Reckholder als beliebtes Motiv
Das Grundwort des Flurnamens Stäghold, also «hold» bezeichnet meist einen Abhang; die Varianten sind im Schweizerdeutschen zahlreich und regional unterschiedlich: etwa Halde, Halle, Holde, Holle, wobei alle auf Althochdeutsch Hald im Sinne von Hang, Abhang, Anhöhe oder Abgrund zurückgehen. Holde kann aber auch auf Holder zurückgehen und somit etwa den Wachholderbusch meinen. Wie lässt sich aber das Wort «Stäg» in Kombination mit «Hold» in diesem Flurnamen erklären?
Somit liegt ein Bezug zu Reckholder bzw. Räckholder, eine alemannische Nebenform zu Wachholder, nahe. Die Reckholder-Namen erscheinen in der restlichen Deutschschweiz sehr zahlreich, der Wachholderbusch scheint sehr auffällig, zahlreich und somit namensgebend gewesen sein. Auch im Aargau können solche Namen angetroffen werden, etwa die Reckholdere in Laufenburg, der Reckholderhübel in Meisterschwanden oder die Recholder in Sarmenstorf.

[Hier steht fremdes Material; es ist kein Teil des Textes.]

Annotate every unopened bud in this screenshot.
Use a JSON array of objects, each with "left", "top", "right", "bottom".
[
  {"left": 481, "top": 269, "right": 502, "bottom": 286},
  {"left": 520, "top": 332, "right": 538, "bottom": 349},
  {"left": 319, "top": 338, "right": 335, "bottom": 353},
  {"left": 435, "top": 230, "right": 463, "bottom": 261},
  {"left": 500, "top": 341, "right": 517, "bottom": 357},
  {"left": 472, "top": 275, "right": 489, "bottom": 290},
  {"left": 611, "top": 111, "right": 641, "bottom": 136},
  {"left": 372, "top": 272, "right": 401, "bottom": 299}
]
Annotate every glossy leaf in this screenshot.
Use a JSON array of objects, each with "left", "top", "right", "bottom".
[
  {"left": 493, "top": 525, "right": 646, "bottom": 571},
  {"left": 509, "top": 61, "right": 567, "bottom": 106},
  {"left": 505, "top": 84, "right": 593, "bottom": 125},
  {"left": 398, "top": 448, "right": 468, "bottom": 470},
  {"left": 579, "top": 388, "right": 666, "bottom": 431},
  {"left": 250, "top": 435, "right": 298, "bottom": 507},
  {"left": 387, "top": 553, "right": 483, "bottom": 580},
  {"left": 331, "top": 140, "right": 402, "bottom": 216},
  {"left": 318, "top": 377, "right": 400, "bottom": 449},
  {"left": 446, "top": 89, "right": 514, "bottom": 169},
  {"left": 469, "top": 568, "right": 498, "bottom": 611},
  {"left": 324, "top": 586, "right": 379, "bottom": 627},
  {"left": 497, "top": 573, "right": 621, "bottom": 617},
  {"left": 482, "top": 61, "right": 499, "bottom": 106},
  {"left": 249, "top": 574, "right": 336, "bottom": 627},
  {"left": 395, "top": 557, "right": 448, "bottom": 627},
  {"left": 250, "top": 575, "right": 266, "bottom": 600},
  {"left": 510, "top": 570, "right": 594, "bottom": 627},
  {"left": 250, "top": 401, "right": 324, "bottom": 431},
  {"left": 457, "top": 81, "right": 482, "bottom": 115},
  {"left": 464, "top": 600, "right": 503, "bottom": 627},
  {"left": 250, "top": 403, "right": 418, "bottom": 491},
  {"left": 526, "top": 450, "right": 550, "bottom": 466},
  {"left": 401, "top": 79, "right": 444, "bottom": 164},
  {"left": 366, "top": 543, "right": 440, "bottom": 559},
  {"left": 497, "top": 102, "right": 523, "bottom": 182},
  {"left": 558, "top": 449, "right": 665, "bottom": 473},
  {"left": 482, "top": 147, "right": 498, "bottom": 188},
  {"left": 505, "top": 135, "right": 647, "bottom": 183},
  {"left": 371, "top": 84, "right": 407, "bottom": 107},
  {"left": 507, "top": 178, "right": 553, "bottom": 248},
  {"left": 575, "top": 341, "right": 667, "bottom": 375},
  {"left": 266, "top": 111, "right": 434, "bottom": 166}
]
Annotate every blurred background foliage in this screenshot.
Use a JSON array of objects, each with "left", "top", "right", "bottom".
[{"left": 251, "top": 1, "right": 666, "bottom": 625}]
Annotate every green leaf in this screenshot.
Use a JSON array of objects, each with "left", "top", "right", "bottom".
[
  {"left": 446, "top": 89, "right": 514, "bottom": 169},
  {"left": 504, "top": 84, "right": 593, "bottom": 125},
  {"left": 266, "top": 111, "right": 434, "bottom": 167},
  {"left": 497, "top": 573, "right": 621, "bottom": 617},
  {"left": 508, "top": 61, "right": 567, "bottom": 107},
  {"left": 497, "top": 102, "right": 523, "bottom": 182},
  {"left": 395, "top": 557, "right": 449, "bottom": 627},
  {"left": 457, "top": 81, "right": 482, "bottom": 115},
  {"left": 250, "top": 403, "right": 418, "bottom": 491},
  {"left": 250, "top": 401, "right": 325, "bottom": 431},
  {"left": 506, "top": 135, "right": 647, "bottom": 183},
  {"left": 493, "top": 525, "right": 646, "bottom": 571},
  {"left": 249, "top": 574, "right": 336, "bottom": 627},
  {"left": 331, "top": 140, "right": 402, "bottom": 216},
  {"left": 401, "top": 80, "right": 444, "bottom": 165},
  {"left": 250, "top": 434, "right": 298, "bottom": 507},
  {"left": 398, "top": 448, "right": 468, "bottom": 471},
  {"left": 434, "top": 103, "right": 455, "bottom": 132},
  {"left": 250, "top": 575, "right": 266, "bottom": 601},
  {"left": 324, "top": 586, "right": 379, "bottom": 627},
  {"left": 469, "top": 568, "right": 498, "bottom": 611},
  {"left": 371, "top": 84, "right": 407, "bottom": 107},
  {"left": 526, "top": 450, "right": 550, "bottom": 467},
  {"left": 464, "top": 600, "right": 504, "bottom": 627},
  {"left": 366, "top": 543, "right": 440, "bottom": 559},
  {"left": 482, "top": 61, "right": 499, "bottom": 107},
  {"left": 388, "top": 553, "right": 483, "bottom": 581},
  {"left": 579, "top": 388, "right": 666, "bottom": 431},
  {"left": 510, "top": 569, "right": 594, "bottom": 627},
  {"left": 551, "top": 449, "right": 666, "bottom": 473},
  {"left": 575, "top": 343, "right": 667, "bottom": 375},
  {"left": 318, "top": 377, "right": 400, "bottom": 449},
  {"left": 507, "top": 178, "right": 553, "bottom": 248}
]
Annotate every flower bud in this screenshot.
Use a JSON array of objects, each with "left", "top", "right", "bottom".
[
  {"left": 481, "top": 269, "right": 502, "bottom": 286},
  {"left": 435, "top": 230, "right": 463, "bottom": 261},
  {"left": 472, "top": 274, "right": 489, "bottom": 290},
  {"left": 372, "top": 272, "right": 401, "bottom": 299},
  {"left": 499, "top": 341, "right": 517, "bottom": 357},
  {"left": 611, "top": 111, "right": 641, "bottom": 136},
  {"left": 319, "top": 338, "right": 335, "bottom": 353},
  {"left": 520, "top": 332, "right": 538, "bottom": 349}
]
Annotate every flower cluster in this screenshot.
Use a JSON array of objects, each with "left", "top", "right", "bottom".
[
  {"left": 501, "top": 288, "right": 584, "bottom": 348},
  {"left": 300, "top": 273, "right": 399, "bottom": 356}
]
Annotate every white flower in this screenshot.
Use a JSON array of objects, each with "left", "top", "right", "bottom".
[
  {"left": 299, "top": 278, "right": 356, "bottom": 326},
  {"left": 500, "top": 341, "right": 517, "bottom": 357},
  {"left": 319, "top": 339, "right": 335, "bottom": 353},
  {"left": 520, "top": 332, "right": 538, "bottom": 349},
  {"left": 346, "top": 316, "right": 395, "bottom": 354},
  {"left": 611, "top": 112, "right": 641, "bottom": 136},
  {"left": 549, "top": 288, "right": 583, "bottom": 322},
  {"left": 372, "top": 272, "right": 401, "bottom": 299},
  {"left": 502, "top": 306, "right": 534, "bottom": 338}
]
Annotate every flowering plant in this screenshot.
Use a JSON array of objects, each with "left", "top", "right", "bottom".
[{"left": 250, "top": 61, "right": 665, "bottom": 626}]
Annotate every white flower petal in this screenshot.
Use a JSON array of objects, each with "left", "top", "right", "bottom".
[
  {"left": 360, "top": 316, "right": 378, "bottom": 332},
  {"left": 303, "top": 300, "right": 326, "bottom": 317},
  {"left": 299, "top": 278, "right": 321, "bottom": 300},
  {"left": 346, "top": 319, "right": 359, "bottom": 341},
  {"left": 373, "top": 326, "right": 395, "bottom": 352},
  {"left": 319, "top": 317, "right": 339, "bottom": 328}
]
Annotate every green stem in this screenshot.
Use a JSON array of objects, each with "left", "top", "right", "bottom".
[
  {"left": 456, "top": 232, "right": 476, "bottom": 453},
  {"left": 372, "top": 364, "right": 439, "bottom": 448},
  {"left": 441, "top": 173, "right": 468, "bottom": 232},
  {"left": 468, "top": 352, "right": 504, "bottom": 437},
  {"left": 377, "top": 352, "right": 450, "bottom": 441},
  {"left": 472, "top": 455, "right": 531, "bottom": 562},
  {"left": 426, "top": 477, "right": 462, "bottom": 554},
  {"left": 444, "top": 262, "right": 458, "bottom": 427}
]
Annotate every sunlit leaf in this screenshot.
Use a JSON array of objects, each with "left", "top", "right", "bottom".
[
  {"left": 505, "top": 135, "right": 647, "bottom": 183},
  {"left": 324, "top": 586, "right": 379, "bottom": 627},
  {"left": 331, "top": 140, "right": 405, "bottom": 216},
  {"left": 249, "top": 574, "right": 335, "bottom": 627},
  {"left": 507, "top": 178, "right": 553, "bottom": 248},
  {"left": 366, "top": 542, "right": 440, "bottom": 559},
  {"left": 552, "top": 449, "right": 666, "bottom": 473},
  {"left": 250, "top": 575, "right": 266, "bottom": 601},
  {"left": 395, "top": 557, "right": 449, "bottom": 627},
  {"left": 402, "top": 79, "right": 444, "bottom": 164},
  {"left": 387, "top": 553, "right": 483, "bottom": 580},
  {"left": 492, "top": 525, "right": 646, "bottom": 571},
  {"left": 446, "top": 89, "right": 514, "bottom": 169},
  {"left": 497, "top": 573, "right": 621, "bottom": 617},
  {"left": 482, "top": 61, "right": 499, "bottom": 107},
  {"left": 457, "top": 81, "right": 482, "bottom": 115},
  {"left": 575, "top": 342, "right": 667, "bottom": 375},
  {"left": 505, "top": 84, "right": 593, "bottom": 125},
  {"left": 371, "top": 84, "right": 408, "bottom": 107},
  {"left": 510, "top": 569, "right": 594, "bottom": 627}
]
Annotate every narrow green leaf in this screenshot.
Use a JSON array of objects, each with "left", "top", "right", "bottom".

Mit der Stechpalme ins Schwarze treffen
Im Baselbiet in der Gemeinde Biel-Benken gibt es den Flurnamen Räckholdere, der historisch gut belegt ist. Der Name ist zum ersten Mal bereits im Jahr 1356 verzeichnet als «vnum zweiteil vnder den Regkoltern», im 1625 in einer anderen Form «in Steckholdteren … stosst nitsich vff Thieffenthalhalden.» Das Beispiel zeigt, dass Steckholder ein Verschrieb von Reckholder ist, der aufgrund derer Ähnlichkeit von R und St im Schriftbild der damaligen Handschrift entstand. Gleiches könnte auf Stäghold zutreffen. Gut möglich, dass eine ältere Schreibung Rägghold oder Räckhold vorliegt, so dass der heutige Name ebenfalls eine verschliffene Form darstellt. Möglich ist aber auch ein Bezug zum Namen Steckholder, auch als Stechpalme bekannt, jedoch in der Namenlandschaft weniger vertreten.
Ob es nun ursprünglich Steckholder oder Räckholder geheissen hat, kann nur nach intensiver Suche im Archiv gelöst werden. Klar aber ist, dass in beiden Fällen der Flurname mit einer Pf lanzenbezeichnung zu tun hat und somit ein Gebiet bezeichnet, auf dem entweder Wachholder oder Stechpalmen so markant vorkamen, dass sie namengebend geworden sind.